O constitucionalista e conselheiro de Estado, Gomes Canotilho, esteve presente na cerimónia da Boa-Hora, de descerramento da lápide reabilitando as vítimas do “tribunais plenários”, enviando esta mensagem, que nos sentimos no dever de divulgar.
Há um dever de memória, cívico e republicano. Que é também um dever de justa memória perante aquelas e aqueles que, de forma abnegada, contribuíram para o reencontro dos portugueses consigo próprios e com os povos do mundo.

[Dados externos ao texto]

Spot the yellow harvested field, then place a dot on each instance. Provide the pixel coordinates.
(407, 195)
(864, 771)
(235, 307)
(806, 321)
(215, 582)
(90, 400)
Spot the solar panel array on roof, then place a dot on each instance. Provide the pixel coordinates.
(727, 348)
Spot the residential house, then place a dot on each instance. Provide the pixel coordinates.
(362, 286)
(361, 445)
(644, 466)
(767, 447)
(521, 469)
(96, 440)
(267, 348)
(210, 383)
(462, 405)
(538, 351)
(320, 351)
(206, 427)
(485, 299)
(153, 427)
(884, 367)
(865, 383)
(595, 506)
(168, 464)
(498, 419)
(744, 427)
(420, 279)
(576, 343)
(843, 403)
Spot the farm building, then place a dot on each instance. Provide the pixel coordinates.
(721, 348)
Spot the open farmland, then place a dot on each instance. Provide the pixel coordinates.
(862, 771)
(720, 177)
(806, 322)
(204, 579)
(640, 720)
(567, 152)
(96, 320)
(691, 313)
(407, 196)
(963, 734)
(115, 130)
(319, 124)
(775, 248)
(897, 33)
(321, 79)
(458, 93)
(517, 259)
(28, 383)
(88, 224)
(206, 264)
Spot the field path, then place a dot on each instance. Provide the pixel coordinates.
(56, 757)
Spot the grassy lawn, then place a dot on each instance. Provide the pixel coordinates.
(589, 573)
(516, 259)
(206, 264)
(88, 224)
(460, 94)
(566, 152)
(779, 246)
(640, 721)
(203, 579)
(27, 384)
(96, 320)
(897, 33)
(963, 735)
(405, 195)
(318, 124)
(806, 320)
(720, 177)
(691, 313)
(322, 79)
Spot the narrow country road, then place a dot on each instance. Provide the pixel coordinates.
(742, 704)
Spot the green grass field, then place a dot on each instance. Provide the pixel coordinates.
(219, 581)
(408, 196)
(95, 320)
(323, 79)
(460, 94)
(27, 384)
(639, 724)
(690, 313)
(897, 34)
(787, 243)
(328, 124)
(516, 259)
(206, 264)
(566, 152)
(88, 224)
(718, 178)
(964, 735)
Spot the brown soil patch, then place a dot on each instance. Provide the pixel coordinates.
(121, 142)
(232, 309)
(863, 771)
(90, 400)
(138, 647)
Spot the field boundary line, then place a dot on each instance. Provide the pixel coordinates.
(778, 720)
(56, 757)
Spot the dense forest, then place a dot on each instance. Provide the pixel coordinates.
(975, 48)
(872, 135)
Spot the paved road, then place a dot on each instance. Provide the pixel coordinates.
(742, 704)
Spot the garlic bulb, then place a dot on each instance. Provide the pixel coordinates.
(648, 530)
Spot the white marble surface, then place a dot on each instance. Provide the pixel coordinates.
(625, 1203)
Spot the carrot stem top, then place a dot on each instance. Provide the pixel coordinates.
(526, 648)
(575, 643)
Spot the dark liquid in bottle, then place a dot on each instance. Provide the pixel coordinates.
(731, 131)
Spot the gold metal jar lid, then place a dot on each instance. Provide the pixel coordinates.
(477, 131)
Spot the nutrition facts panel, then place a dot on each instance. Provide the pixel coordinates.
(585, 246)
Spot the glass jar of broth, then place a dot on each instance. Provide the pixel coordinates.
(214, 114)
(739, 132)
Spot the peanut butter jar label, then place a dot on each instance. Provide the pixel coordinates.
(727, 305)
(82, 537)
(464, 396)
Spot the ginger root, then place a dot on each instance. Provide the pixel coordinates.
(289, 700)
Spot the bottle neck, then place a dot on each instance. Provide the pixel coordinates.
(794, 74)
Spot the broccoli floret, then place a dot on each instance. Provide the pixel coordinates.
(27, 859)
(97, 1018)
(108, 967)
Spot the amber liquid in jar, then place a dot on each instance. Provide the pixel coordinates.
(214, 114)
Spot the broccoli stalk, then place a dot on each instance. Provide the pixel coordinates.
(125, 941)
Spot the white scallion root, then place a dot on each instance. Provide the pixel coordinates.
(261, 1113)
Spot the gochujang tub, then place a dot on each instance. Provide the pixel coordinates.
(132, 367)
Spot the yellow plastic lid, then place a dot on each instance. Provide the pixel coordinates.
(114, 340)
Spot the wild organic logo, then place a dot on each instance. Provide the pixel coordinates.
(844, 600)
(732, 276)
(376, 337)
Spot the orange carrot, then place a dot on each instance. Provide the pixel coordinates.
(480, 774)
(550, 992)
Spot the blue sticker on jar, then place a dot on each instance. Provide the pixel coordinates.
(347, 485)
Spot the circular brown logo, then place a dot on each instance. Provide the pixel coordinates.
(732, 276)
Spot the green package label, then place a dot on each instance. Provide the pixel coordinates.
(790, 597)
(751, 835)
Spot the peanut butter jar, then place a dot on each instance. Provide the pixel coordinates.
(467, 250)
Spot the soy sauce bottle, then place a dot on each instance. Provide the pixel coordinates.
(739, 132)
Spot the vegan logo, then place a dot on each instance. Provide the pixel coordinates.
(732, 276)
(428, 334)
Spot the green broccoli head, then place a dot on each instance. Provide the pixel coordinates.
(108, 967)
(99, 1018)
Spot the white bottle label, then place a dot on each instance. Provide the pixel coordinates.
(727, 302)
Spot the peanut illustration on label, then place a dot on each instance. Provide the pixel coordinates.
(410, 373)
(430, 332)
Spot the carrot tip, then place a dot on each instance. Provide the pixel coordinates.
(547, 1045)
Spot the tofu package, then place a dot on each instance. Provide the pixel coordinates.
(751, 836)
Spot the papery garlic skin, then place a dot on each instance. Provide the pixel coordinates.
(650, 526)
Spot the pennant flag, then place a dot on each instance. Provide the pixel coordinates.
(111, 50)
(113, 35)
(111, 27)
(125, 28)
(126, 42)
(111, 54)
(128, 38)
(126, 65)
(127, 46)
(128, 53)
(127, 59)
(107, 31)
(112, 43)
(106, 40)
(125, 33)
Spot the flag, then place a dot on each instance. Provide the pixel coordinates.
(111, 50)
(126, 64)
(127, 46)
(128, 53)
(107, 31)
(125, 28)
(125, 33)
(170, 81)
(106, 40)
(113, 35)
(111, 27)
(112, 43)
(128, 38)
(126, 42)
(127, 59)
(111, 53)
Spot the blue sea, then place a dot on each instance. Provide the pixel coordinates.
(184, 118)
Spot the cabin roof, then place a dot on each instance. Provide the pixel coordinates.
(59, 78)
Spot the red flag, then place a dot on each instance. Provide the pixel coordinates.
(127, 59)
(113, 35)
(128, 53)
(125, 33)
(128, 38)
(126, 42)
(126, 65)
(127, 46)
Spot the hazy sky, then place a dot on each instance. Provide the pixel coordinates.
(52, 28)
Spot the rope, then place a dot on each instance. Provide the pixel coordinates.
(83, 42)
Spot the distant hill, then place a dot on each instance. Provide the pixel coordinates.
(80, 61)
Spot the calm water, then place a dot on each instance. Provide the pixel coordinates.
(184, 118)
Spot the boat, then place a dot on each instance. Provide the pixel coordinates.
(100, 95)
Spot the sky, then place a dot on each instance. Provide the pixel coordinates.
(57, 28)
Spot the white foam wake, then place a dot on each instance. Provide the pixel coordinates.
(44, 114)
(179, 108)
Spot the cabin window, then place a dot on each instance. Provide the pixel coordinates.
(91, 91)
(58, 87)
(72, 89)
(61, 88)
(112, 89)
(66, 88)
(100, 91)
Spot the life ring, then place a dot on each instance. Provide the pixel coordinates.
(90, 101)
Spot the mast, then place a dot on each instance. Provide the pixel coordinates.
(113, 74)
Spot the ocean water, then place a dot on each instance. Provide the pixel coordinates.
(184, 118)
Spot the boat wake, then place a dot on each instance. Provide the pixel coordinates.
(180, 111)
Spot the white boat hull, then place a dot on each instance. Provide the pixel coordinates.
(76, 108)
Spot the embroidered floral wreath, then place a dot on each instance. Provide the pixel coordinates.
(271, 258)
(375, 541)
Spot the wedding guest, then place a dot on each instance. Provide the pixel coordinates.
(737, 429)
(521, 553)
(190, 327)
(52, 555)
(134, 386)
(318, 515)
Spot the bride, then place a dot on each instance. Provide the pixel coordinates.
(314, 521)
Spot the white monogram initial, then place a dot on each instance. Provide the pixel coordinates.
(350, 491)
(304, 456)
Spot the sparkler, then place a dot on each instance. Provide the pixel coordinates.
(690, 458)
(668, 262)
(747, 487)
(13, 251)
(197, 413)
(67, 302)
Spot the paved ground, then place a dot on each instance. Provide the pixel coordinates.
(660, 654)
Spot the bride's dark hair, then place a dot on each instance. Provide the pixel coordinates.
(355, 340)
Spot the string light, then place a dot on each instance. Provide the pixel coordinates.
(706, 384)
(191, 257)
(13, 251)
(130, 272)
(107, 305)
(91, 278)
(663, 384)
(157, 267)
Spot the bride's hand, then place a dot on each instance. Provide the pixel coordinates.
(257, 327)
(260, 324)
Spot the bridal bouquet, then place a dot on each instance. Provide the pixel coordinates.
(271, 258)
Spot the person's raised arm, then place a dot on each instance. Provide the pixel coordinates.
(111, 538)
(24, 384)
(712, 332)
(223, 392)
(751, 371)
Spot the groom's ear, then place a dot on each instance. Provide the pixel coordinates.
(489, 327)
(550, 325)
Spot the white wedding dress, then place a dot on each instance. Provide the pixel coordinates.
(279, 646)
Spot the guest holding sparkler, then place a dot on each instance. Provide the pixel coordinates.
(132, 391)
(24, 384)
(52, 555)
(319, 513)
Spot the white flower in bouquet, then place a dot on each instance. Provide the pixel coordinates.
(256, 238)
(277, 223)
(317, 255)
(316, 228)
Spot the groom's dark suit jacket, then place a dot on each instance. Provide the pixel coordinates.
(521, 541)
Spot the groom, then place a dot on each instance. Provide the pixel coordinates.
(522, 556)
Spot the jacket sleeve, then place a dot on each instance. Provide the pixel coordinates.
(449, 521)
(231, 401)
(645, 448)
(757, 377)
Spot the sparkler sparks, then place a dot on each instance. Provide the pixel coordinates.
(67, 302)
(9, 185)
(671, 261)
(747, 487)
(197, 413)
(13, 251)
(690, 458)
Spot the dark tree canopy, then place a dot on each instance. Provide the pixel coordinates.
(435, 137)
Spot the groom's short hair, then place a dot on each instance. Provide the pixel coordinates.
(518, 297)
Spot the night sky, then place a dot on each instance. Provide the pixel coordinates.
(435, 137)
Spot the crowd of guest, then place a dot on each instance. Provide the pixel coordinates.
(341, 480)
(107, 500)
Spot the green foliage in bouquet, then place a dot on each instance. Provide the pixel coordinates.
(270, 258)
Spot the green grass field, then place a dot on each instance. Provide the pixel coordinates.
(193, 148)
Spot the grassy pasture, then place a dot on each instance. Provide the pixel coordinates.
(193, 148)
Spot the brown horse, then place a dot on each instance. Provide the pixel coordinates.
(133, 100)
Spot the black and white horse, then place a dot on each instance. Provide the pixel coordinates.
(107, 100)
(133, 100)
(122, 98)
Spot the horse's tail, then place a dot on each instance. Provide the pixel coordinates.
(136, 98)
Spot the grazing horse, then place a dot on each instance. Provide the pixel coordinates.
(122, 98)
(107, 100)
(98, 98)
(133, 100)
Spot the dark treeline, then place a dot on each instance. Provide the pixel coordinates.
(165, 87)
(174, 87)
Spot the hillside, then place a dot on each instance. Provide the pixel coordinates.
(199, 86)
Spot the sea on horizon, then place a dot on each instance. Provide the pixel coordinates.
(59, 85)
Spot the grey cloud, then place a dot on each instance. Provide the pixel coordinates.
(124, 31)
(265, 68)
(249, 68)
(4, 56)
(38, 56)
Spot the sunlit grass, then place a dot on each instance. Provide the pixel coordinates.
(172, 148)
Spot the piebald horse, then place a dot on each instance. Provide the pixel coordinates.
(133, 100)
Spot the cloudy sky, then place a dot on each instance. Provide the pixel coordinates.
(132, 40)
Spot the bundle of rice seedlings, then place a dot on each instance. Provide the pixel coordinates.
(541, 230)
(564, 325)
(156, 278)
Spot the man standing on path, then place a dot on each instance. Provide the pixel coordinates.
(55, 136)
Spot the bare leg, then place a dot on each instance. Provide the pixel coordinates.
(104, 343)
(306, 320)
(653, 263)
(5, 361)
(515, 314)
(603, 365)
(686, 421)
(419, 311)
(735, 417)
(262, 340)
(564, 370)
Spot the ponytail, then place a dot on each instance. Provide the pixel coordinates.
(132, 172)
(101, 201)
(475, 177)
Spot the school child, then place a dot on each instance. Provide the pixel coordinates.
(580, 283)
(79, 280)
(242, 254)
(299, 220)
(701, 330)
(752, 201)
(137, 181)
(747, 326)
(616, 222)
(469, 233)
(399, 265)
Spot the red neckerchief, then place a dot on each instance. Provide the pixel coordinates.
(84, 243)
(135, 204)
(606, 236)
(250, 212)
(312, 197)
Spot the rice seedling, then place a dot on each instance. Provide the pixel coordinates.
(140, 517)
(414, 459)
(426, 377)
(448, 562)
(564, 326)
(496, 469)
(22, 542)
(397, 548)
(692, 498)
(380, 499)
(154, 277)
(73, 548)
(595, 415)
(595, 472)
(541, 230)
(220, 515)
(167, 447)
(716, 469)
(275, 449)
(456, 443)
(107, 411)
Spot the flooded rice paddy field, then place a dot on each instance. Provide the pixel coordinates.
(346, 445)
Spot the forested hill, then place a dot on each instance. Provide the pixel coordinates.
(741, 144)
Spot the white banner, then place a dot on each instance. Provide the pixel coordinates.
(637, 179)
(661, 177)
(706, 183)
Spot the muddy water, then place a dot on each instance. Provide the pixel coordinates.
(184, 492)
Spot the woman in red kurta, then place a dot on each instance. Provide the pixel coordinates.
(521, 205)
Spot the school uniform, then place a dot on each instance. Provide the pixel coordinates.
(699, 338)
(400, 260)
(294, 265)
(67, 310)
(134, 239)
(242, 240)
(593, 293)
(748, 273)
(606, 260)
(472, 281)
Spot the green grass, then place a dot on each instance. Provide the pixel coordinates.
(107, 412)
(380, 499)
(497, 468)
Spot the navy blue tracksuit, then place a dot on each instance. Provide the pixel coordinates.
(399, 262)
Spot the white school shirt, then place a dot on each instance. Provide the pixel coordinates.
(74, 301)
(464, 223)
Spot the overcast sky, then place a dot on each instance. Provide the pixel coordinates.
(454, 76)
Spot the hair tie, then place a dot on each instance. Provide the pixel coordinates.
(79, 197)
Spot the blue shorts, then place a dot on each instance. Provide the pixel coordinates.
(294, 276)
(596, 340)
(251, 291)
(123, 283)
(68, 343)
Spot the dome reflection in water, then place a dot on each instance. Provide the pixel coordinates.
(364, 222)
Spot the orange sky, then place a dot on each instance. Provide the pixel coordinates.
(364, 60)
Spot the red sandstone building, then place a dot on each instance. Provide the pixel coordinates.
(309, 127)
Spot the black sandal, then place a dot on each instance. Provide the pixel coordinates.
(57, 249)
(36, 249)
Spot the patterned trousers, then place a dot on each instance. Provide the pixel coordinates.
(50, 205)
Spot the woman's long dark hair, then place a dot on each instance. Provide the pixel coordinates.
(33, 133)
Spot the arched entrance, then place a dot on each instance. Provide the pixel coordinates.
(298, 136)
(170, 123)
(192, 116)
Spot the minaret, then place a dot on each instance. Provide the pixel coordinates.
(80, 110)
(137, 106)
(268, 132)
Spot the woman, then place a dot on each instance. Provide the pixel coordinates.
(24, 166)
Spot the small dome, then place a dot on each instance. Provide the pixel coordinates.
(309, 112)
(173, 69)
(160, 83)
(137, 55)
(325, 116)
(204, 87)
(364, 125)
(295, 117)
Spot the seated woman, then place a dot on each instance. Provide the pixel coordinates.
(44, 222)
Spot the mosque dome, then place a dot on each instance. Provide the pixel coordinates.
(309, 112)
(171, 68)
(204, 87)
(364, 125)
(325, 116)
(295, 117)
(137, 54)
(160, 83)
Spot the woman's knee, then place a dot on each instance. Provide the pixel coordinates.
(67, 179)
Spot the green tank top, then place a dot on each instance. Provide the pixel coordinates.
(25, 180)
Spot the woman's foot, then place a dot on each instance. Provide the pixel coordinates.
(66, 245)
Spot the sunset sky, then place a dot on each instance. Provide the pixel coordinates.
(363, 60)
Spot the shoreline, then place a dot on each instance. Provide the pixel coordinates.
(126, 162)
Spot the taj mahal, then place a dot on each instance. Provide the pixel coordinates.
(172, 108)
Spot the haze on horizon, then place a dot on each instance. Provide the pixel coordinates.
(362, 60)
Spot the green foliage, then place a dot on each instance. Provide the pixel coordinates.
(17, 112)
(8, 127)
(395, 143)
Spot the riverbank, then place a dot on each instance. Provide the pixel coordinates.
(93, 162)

Não se trata, como pretendem alguns, de olhar resignadamente para o passado. Mas, perante a memória impedida, a memória interrompida, a memória manipulada, a memória apagada, é um imperativo moral e político não deixar esquecer o que não se pode nem deve esquecer.
Não se deve esquecer que houve uma ditadura corporativa visceralmente inimiga das liberdades pessoais, das liberdades políticas e das liberdades dos trabalhadores.
Não se deve nem se pode apagar a memórias das polícias políticas, da censura, da liquidação de adversários políticos. Esta memória tem espaços de representações e de sofrimentos. Houve “peniches” e “tarrafais”. Houve ruas “antónio maria cardoso” onde tombaram resistentes e se exerceu a tortura. A sobrevivência destes espaços – sobretudo dos mais representativos – é um dever de memória contra urbanismos perversamente purificadores e regeneradores.
“Não deixar apagar a memória” é um grito de preocupação política e moral. Gostaria, por isso, de me associar a este movimento com um abraço fraternal do fundo do coração.